Часов в пять приехал первым капитан Ханенко. Он понял, зачем Шумский вызывает его и, поздоровавшись, тотчас же спросил:
— Так, стало быть, на завтра, Михаил Андреевич.
— Да, конечно. Энтот уехал... Идол-то мой.
— Нового, стало быть, ничего. Все по-старому. Не передумали.
Шумский ничего не ответил.
    Наступило молчание. Ханенко закурил трубку и начал, сопя и мрачно сдвигая брови, пускать дым кольцами. Он делал это чрезвычайно искусно. Белые, будто твердые кольца, вершка в два величиной, вылетали у него изо рта и, быстро извиваясь, расширялись до полуаршинна, не теряя своей формы. Случалось, кольцо, расходясь среди горницы и поднимаясь, достигало под потолком двух аршин ширины и все-таки оставалось легким, едва видимым кружком.
— Удивительно! — вдруг выговорил капитан. — Кто это мог выдумать поединок. Это всё просвещение наделало, да изобретение чести. Прежде было, надо думать, проще. Вот хоть бы господин Каин Адамович с братишкой со своим поступил совсем не эдак. Зазвал просто в глухое место и уконтентовал его без всяких комплиментов и реверансов. А теперь изобрели честь... Что честно и что не честно. А прежде было понятие лишь о том, что выгодно и нужно. А хорошо ли, дурно ли... об том не думали. Все хорошо, что мне хорошо. А теперь чёрт знает что такое! Мне не хорошо, а мне говорят — хорошо мол. Мне очень бы хорошо — а мне говорят: ох, как, мол, это не хорошо... с точки зрения, то есть, чести... А что такое: честь, милостивый государь? Покажите её мне или изобразите, нарисуйте на бумажке, чтобы я мог вполне с ней ознакомиться. Нельзя, говорят, нарисовать... А вы верьте на слово, что она есть... Ведь и благополучие нельзя нарисовать и счастье нельзя нарисовать. Верно, а всё же неправда. Благополучие своё да счастье своё я чувствую распрочувствительно всем телом... Руками могу ощутить и показать даже, где оно во мне засело и будто колышется... А вот где во мне и в людях честь пребывает, этого я не знаю. И чую я её совсем иначе.
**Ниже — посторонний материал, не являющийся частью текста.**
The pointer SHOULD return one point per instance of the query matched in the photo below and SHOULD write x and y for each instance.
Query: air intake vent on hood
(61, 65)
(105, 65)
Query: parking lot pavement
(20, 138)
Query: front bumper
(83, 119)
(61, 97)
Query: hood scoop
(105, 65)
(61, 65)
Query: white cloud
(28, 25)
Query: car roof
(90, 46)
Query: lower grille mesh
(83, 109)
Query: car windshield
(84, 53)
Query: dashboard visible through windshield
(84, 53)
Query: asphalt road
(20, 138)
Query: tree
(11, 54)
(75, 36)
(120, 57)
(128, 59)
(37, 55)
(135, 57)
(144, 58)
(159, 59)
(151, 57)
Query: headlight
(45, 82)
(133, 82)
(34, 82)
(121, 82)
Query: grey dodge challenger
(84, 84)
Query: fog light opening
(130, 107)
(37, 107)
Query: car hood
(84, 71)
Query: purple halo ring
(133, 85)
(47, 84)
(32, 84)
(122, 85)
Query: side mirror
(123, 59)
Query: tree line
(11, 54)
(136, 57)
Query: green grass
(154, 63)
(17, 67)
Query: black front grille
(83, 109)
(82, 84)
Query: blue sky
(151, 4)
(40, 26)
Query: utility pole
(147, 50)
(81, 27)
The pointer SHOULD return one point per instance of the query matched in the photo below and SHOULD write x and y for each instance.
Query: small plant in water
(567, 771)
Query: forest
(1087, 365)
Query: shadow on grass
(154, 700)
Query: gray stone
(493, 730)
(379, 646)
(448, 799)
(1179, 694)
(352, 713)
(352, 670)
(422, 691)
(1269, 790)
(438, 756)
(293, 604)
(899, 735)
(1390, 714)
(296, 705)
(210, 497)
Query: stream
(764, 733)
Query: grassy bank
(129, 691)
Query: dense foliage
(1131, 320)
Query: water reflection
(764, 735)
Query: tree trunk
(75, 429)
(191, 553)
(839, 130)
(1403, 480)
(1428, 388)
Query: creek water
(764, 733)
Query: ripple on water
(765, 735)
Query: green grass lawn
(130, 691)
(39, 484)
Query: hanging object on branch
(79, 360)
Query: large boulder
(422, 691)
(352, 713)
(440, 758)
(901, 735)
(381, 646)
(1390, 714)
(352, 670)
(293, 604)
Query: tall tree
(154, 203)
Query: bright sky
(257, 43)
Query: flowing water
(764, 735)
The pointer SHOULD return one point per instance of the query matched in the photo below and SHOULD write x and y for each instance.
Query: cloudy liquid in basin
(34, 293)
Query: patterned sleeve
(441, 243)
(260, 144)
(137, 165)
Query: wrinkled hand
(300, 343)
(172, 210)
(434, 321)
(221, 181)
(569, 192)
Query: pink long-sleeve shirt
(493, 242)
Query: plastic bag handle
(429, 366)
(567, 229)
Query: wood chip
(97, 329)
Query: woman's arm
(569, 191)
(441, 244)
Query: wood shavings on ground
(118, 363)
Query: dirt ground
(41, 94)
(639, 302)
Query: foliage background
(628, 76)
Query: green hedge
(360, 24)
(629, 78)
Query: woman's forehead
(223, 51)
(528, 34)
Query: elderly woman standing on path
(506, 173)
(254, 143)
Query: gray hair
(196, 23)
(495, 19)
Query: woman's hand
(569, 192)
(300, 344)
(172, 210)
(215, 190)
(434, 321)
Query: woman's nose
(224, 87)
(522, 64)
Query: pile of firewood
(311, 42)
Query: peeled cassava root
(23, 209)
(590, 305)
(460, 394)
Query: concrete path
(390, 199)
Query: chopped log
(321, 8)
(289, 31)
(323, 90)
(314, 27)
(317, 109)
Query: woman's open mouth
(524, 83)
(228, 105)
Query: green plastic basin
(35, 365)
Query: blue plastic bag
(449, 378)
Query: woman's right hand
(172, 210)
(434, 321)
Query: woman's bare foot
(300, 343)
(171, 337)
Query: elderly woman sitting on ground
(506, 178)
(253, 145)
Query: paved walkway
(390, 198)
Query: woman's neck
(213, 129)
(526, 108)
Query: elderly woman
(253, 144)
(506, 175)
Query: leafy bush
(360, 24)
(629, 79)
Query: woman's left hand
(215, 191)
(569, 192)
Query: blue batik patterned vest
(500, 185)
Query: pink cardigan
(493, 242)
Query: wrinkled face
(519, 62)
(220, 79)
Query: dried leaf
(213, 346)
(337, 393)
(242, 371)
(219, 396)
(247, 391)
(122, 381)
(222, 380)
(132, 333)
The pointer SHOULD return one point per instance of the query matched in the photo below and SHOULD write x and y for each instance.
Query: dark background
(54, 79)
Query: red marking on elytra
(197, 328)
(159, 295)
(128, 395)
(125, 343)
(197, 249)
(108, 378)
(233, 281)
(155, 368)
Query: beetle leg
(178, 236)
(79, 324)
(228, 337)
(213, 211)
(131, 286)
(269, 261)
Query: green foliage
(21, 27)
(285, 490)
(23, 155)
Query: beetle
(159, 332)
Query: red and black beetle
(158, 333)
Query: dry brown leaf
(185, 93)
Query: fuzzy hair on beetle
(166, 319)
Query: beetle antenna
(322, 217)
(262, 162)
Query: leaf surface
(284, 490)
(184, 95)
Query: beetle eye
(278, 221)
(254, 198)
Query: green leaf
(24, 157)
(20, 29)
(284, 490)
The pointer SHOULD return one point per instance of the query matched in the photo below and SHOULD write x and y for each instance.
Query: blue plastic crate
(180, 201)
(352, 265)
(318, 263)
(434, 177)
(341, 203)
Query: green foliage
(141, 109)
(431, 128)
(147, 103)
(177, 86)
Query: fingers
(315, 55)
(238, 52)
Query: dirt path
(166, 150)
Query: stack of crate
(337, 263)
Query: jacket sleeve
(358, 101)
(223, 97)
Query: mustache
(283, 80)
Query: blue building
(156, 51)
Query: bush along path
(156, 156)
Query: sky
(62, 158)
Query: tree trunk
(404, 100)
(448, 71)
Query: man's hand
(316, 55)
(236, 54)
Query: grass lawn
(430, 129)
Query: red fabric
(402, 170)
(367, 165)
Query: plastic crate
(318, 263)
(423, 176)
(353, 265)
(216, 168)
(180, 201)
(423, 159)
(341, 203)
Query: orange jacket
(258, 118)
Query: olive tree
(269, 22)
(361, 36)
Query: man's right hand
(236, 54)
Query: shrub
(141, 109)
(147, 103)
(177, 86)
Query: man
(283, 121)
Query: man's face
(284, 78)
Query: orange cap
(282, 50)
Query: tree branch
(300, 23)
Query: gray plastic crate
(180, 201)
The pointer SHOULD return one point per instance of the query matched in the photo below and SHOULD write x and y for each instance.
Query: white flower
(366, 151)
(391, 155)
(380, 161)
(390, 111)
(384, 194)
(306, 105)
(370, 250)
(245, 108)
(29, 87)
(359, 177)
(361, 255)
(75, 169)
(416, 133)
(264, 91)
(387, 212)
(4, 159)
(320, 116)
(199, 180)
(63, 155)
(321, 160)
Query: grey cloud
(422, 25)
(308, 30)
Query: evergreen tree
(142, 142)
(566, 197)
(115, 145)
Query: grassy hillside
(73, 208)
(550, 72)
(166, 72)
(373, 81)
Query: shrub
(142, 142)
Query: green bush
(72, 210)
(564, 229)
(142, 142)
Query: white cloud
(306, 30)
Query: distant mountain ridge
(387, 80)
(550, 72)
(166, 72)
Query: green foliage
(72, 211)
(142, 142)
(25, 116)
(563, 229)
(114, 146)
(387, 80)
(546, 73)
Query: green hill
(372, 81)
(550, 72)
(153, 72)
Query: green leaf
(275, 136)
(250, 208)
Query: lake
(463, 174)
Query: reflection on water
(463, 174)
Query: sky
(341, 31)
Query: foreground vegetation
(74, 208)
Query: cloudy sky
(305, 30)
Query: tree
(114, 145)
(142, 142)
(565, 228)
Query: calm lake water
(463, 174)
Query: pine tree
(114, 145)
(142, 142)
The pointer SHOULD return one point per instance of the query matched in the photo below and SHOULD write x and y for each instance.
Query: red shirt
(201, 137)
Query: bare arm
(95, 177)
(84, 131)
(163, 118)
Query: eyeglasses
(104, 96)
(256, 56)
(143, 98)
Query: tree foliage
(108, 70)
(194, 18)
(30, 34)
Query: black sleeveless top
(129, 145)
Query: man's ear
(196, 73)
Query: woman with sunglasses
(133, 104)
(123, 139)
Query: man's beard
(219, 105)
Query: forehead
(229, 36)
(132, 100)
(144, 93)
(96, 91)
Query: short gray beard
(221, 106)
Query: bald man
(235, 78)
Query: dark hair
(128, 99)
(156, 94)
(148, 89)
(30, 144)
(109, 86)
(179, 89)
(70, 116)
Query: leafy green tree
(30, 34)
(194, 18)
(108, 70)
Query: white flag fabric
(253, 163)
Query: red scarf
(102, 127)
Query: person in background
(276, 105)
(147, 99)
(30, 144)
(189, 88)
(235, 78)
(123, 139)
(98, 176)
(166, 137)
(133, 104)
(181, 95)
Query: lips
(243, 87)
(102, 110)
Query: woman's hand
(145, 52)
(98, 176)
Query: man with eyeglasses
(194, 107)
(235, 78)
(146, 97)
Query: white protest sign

Навязали мне её якобы ранец какой на спину, да уверяют, что это не ранец, а частица моего тела... Тогда горб что ли? Так чёрта в нём. Очень жаль. И совсем бы не нужно...
    Капитан долго рассуждал всё на эту тему. Шумский слушал, не перебивал и изредка только улыбался, как бы мысленно соглашаясь.
    Наконец, появился Квашнин, хмурый, и предложил другу почти тот же вопрос.
— Стало быть, на завтрашнее утро.
— Да. Съездите, пожалуйста, оба, один к Бессонову, а другой к немцам.
— Эх, обида... Я всё надеялся, граф проведает да запретить, — вдруг вымолвил Квашнин со вздохом.
— Не тужи, голубчик, — отозвался Шумский. — Ну, запретил бы... А я бы не послушался...
— Мало ли что... Немцы бы послушались, побоялись бы идти против его воли.
— На смерть идя, чего же властей боятся. Я вот ужасно люблю, — рассмеялся Шумский, — статью закона, воспрещающую и наказующую самоубийство. Пречудесная статья! Глупее ничего не выдумаешь. Если преступление не удалось — то за него строго судят, а если удалось, совсем не судят. Некого! Пречудесно...
    Перетолковав затем снова о некоторых подробностях поединка, приятели расстались с хозяином. Шумский проводил их до передней.
— Ну, авось, завтра не будет опять помехи. А то эта канитель все жилы у меня вытянула! — раздражительно произнёс он. — Сто раз бы уж успели оба быть убитыми.
— Убить и убиться не долго, — мрачно отозвался Ханенко. — Вот воскреснуть опять. На это много времени потребуется. Тем паче, что светопредставленье, сколько разов назначалось и всё отменяется.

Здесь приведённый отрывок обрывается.